Title: The Queen of the Tearling (The Queen of the Tearling #1)

Author: Erika Johansen

Release Date: April 14, 2015

Publisher: Harper Paperbacks

Format: Paperback

Page Number: 464

Source: TBR Pile

Magic, adventure, mystery, and romance combine in this epic debut in which a young princess must reclaim her dead mother’s throne, learn to be a ruler—and defeat the Red Queen, a powerful and malevolent sorceress determined to destroy her.

On her nineteenth birthday, Princess Kelsea Raleigh Glynn, raised in exile, sets out on a perilous journey back to the castle of her birth to ascend her rightful throne. Plain and serious, a girl who loves books and learning, Kelsea bears little resemblance to her mother, the vain and frivolous Queen Elyssa. But though she may be inexperienced and sheltered, Kelsea is not defenseless: Around her neck hangs the Tearling sapphire, a jewel of immense magical power; and accompanying her is the Queen’s Guard, a cadre of brave knights led by the enigmatic and dedicated Lazarus. Kelsea will need them all to survive a cabal of enemies who will use every weapon—from crimson-caped assassins to the darkest blood magic—to prevent her from wearing the crown.

Despite her royal blood, Kelsea feels like nothing so much as an insecure girl, a child called upon to lead a people and a kingdom about which she knows almost nothing. But what she discovers in the capital will change everything, confronting her with horrors she never imagined. An act of singular daring will throw Kelsea’s kingdom into tumult, unleashing the vengeance of the tyrannical ruler of neighboring Mortmesne: the Red Queen, a sorceress possessed of the darkest magic. Now Kelsea will begin to discover whom among the servants, aristocracy, and her own guard she can trust.

But the quest to save her kingdom and meet her destiny has only just begun—a wondrous journey of self-discovery and a trial by fire that will make her a legend . . . if she can survive.

This book will be a beautifully designed package with illustrated endpapers, a map of the Tearling, and a ribbon marker.

3 out of 5 stars


I’m kind of torn between giving this 3 stars and giving this 4 stars, but I don’t do half stars…. I really liked the last half of this, but the beginning was so so so slow. I listened to this on audio and read it in physical format because I wanted to read while driving. I kind of wish that I could have listened to the second half on the car ride because it was much more exciting, but such is life.

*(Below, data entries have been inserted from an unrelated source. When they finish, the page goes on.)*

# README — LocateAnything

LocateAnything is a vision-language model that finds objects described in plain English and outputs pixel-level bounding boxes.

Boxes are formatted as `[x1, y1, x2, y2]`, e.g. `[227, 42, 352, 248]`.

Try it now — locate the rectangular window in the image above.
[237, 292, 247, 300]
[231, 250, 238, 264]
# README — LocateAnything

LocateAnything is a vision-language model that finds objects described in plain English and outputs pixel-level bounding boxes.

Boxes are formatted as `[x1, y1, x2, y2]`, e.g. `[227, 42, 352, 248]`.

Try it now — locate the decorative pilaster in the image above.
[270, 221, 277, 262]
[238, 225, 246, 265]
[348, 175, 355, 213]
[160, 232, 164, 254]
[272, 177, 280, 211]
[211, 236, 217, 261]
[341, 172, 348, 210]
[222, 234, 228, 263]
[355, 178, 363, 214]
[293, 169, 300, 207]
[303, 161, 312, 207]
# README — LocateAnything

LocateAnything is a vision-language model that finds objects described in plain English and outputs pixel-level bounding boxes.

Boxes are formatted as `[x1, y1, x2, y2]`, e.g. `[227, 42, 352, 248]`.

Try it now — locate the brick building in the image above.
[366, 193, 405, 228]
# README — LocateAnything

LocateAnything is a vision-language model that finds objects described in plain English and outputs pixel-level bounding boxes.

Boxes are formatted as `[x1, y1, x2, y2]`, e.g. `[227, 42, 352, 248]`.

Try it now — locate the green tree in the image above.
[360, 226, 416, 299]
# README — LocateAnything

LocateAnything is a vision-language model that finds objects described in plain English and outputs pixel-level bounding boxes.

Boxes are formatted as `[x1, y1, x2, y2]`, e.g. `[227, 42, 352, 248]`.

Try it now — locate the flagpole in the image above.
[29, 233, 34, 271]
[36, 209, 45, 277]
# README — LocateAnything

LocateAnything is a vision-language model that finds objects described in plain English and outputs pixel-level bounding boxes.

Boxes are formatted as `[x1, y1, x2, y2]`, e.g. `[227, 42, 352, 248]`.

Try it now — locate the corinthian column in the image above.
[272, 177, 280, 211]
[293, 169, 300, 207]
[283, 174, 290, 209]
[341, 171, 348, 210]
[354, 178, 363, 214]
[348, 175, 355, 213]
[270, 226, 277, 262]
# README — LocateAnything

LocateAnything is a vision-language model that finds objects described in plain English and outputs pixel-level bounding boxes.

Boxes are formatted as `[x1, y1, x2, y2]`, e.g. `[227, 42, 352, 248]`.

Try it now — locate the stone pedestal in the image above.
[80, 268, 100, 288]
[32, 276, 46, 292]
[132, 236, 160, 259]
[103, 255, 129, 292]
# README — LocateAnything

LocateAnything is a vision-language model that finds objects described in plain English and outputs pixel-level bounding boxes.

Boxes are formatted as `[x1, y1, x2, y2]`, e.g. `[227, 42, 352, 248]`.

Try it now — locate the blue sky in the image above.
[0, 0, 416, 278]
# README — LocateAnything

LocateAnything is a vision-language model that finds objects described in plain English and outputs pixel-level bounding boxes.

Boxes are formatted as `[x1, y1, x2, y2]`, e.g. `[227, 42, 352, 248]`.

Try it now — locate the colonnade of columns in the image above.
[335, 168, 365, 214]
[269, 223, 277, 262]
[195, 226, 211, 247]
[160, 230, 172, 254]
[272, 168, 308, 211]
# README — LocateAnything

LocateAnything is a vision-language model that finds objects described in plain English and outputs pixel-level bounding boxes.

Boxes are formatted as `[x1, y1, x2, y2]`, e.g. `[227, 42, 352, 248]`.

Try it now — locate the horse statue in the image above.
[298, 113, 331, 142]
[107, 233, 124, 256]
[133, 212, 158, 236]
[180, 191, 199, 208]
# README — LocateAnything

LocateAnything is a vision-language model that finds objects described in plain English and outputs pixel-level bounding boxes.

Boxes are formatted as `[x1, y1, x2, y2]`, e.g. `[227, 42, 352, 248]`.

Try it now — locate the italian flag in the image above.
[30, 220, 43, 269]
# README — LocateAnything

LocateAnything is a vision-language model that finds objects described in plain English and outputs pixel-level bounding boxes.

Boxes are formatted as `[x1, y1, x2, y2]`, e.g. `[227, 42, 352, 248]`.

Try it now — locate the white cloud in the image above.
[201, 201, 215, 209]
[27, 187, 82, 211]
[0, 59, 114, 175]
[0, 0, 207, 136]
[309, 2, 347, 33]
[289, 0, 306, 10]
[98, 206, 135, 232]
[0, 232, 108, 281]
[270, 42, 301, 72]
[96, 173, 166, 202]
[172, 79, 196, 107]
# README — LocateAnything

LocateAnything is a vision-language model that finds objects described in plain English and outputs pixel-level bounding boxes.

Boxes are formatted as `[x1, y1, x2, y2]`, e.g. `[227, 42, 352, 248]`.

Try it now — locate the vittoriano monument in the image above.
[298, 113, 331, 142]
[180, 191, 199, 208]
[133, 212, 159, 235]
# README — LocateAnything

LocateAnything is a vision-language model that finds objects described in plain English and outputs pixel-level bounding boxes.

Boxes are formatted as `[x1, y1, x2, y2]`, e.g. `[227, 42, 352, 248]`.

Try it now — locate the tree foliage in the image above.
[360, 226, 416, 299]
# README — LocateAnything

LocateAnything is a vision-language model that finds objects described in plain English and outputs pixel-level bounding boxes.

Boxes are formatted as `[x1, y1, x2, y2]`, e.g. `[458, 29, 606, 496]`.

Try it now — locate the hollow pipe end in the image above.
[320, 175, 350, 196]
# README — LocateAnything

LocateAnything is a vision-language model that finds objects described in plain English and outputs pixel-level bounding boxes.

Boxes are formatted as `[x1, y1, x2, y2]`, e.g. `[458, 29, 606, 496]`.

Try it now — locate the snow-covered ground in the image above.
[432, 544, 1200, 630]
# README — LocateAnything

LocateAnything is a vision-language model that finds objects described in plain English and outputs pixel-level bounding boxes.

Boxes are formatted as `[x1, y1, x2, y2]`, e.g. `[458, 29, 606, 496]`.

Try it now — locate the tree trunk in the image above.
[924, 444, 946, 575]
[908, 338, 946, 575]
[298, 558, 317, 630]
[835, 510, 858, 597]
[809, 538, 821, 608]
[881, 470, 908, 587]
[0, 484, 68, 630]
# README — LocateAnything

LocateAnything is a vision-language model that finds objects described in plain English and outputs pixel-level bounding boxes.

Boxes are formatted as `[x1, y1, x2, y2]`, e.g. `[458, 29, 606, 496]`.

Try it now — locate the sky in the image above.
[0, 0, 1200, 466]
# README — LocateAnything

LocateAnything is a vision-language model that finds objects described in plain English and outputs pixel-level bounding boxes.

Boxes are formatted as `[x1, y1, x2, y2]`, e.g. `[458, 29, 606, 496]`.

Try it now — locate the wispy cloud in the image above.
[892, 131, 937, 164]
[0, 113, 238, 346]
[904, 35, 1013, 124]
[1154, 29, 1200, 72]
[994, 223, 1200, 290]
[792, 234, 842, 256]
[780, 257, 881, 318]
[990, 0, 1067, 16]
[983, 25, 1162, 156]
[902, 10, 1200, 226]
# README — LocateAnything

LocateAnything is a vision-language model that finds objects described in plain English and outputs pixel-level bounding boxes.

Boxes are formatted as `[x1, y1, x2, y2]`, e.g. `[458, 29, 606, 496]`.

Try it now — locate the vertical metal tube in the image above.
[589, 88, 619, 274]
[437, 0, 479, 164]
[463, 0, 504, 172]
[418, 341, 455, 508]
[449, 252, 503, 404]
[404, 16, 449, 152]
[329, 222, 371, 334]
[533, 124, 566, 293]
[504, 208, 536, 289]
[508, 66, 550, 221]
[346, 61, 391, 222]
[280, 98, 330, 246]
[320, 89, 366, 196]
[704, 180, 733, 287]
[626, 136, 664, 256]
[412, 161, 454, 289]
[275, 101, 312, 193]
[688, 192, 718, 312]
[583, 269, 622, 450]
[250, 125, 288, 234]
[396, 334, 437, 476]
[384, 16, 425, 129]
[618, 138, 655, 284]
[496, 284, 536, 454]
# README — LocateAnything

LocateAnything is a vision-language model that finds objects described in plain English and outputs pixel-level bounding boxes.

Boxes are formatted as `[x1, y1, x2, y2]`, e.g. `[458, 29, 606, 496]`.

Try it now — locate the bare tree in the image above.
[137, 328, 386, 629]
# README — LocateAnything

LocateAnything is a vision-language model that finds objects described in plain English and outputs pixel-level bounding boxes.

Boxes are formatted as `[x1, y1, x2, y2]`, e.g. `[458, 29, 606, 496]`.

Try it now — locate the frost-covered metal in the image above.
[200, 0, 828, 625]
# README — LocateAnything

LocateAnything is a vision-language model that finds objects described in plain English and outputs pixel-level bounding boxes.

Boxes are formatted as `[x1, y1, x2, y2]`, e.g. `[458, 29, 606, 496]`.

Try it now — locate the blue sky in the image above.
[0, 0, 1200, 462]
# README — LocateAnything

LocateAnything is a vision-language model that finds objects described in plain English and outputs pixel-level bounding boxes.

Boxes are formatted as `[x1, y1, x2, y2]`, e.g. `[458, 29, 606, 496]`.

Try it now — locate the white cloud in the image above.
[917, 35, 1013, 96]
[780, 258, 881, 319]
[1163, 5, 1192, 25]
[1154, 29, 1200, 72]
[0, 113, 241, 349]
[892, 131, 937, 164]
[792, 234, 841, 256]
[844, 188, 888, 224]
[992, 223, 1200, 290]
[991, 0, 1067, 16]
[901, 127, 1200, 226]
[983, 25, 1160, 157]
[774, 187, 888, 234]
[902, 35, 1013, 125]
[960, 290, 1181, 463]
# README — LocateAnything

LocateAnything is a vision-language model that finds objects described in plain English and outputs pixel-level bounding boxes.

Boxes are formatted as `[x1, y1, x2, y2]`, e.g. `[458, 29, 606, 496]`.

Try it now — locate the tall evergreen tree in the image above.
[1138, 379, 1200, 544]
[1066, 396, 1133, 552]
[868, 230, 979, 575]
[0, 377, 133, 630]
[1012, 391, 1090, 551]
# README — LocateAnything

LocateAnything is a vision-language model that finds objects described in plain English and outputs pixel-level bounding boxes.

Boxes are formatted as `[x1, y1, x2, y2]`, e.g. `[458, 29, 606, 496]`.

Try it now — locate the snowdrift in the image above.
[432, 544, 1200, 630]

This book followed Kelsea who is now the Queen of the Tearling, as the title suggests. She has been living in solitude with her guardians for 19 years, and she’s taken away on her 19th birthday to become the Queen. She’s always known this was how it had to be, but she still wasn’t as prepared as she thought she should have been. Her mother was known for poor decisions, but Kelsea wasn’t told about her failures. She lived a sheltered life with lots of academic classes and always thrived in the stories she got to read from the fiction books in her house.

I really love the premise for this book, but I don’t think it was executed as well as it could have been. If I were to rate the first quarter of this book I probably would have given it a 2 stars, but by the end I was feeling 4 stars. I don’t know. There were quite a few issues about this book that I wasn’t fond of.

There was an instalove situation that pissed me off. So first off. Kelsea has never seen a large group of people in her life, so why the hell would she be able to be in love with someone. Also, how would she know how to flirt well? Umm. She wouldn’t. The only man she had ever been exposed to was Barty, her father figure. Hmm. I hate instalove, and I couldn’t appreciate the love because it felt so rushed.

I also didn’t like that there was so much unknown to the reader. I’m all for figuring out as you go, but I like when you know a little more than the characters know. I like being one step ahead, but it always felt as if you were dragging behind. Not a fan of that at all.

It was cool because by the end you got to see a little of the power with the sapphire necklaces, but you only got a taste, so you want more. Clever. I’m impressed with your miniature cliff hangers, Ms. Johansen.

Overall I think this was a good book. I’m interested to see what happens in the next ones. I definitely recommend audiobooks in general because I think I’ve fallen in love.